Das DGNB-System fußt auf einer solch ganzheitlichen Nachhaltigkeitsbetrachtung, die Ökologie, Ökonomie und Soziales gleichgewichtet einschließt. Es ist das in Deutschland führende Zertifizierungssystem für nachhaltige Gebäude und Quartiere. Als Planungs- und Optimierungstool hilft es den am Bau Beteiligten, zukunftsfähige, hochwertige Projekte zu realisieren. Rund 5.000 Projekte weltweit haben dies bereits erfolgreich umgesetzt.
Aspekte wie eine Lebenszykluskostenberechnung oder eine Ökobilanz werden in der Zertifizierung genauso adressiert wie die Vermeidung von Schad- und Risikostoffen sowie die und Umnutzungsfähigkeit. Weitere Merkmale sind eine gute Innenraumluftqualität, ein hoher thermischer Komfort in allen Jahreszeiten, eine gute Akustik sowie hohe Aufenthaltsqualitäten im Innen- und Außenbereich. Auch Zukunftsthemen rund um die Effizienz im Umgang mit Ressourcen im Sinne einer Circular Economy sind gefragt. Insgesamt umfasst das DGNB System für Neubauten in seiner aktuellsten Version 37 Kriterien, die einen Beitrag zur Nachhaltigkeitsqualität eines Gebäudes leisten.
Probleme in die Zukunft zu verlagern, kann sicher nicht die Lösung sein
Dabei gibt es nicht den einen idealen Lösungsweg, der als Blaupause für alle Bauaufgaben gleichermaßen anwendbar ist. Jedes Projekt ist ein Stück weit individuell, weshalb es beim nachhaltigen Bauen immer auch um eine aktive Auseinandersetzung mit Zielkonflikten geht. Was sollte ich im Rahmen meines finanziellen Budgets am sinnvollsten umsetzen? Wo setze ich meine Schwerpunkte, ohne dass die übergeordnete Qualität darunter leidet? Die Kriterien und die dazugehörigen Indikatoren im Rahmen der Zertifizierung liefern hierfür wichtige Hilfestellungen. Um mit diesen Zielkonflikten und den Implikationen für ein Projekt zielführend umgehen zu können, braucht es jedoch Expertenwissen und Erfahrung. Genau hier liegen auch die Chancen für Absolventen im Ingenieurs- oder Architekturumfeld.

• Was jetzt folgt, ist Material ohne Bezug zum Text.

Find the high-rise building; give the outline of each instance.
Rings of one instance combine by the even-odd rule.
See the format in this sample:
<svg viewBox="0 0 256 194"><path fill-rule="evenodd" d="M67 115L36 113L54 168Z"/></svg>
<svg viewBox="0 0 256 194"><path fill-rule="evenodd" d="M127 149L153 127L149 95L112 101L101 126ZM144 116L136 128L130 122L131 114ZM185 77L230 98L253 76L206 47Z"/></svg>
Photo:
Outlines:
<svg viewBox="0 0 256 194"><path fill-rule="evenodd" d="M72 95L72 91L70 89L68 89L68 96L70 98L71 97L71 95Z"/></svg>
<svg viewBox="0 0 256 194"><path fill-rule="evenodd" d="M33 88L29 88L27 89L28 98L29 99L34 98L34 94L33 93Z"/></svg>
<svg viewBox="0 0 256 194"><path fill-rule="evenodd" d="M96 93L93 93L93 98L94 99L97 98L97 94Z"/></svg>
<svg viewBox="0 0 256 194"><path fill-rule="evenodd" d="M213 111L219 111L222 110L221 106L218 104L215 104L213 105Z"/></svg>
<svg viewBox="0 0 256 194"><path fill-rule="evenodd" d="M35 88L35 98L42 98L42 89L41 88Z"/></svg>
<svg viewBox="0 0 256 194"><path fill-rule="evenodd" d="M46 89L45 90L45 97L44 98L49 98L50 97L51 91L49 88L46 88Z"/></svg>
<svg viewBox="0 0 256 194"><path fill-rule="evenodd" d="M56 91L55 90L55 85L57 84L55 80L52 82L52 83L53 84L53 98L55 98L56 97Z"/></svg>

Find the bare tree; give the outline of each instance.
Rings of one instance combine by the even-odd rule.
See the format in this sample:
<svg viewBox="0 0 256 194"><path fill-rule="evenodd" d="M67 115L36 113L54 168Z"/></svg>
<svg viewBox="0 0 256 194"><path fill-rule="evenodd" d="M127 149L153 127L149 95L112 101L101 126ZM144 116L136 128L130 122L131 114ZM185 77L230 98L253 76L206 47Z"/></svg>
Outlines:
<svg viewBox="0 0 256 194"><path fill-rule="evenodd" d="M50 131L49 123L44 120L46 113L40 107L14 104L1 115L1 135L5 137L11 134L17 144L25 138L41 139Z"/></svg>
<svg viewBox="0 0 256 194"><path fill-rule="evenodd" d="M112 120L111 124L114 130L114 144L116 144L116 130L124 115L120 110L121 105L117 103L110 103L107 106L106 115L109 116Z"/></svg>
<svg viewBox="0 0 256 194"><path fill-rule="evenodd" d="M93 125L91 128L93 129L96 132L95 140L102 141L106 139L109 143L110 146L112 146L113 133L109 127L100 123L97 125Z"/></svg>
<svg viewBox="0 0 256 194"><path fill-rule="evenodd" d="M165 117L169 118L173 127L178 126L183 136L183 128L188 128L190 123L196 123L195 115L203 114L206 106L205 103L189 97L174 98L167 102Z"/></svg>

Wer sich in diesem Bereich spezialisieren will, kann die Angebote der DGNB Akademie nutzen. Schon parallel zum Hochschulstudium gibt es die Möglichkeit, ein entsprechendes Grundlagenwissen aufzubauen und einen ersten Titel als „DGNB Registered Professional“ zu erwerben. Hier arbeitet die DGNB eng mit rund 70 Universitäten und Hochschulen im In- und Ausland als Kooperationspartnern zusammen. Darauf aufbauend können sich die Absolventen zum DGNB Consultant und DGNB Auditor weiterbilden und damit aktiv in Zertifizierungsprojekten mitarbeiten.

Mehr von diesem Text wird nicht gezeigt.